Event Reports

Carbon Markets and the Electricity Sector

by Peter Hefele

Issues, Opportunities, and Priorities for East Asia

The workshop on “Carbon Markets and the Electricity Sector – Issues, Opportunities, and Priorities for East Asia” was held in Bangkok on 20 – 22 March 2019 in cooperation with Chinese University of Hong Kong (CUHK), the International Carbon Action Partnership (ICAP) and the Thailand Greenhouse Gas Management Organization (TGO). The main topic developed was ETS and Carbon Markets in East Asia.

The first day of the workshop, which took place in the Foreign Correspondents Club of Thailand (FCCT), was introduced by presenting the framework of potential strategies to reform the electricity market and the regional carbon market cooperation in East Asia. Several key opportunities and mega trends like liberalization and decentralization of the carbon market were highlighted and “Deep Decarbonization” was identified as the main challenge in the 21st century. The following discussion arose the subjects of the importance of the carbon market in the reduction of the Greenhouse gas emission (GHG) and the need for new policies in the carbon markets in Asia, while keeping an eye on the affordability of green energy for the population.

The core of the first session was carbon pricing and electricity sector regulations through emission trading systems (ETS). ETS works most effective in liberalized markets and function as price signals, which creates incentives for the different indicators such as consumption, investment, etc. ETS can work under different forms of regulations but have to be carefully designed and embedded into credible long term frameworks since the implementation is politically challenging.

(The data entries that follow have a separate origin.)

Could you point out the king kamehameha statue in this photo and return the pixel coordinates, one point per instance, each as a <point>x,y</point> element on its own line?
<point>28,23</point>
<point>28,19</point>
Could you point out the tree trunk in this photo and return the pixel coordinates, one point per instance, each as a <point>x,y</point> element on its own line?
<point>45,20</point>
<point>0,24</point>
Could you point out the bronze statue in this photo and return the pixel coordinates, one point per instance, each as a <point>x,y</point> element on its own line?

For ongoing background information the “ICAP Status Report 2019: Emission Trading Worldwide” was provided as insightful source.

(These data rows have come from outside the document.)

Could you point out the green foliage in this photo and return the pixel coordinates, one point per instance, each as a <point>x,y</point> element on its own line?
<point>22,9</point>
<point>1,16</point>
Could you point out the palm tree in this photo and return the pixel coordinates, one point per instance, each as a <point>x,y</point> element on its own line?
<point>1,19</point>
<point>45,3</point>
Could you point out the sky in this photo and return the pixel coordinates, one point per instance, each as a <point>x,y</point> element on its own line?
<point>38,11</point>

Afterwards, the participants were divided into three small groups that dealt with ETS investment in electricity sector, economic dispatch and potential electricity exchange at regional level in the market place and discussed how an ETS can be designed in a way that price signal is felt in electricity sectors with different regulation structures.

The second session focused on ETS and its policies in different countries and jurisdictions. It was highlighted how the EU ETS interacts towards energy transition and which challenges and opportunities and introduction of different ETS into the carbon and electricity markets in Vietnam, the Philippines and China provides. Furthermore an introduction to the German decarbonisation process was offered as well as the target of drastic emission reduction by 2030. The day of the workshop was finalized with presentations by students from the CUHK (Hong Kong) and the Chulalongkorn University (Thailand), who were given the opportunity to present their research projects to the participants of the workshop. The students covered the subjects of Thailand’s electricity system, the regulations in the electricity market and Thailand’s obligations and commitments to emission reduction through implementation of an ETS. Students of the CUHK talked about legal framework of the energy markets in China, third party access in electricity network in Chinese law and solving Chinas curtailment problem by setting up markets for renewables.

Lastly, the participants spoke about carbon pricing and energy market integration and challenges and opportunities for carbon financing (“Green financing”) in East Asia. The possibility of market linkage cooperation in East Asia was presented and how cooperation between states can be controlled and coordinated. Furthermore the key impediments of East Asian carbon markets were discussed and how the harmonization of energy markets through cooperation can function as long term strategy. The workshop was concluded by a final discussion about developing future projects in enhancing the energy and carbon market structure in East Asia and implementing ETS through regional integration.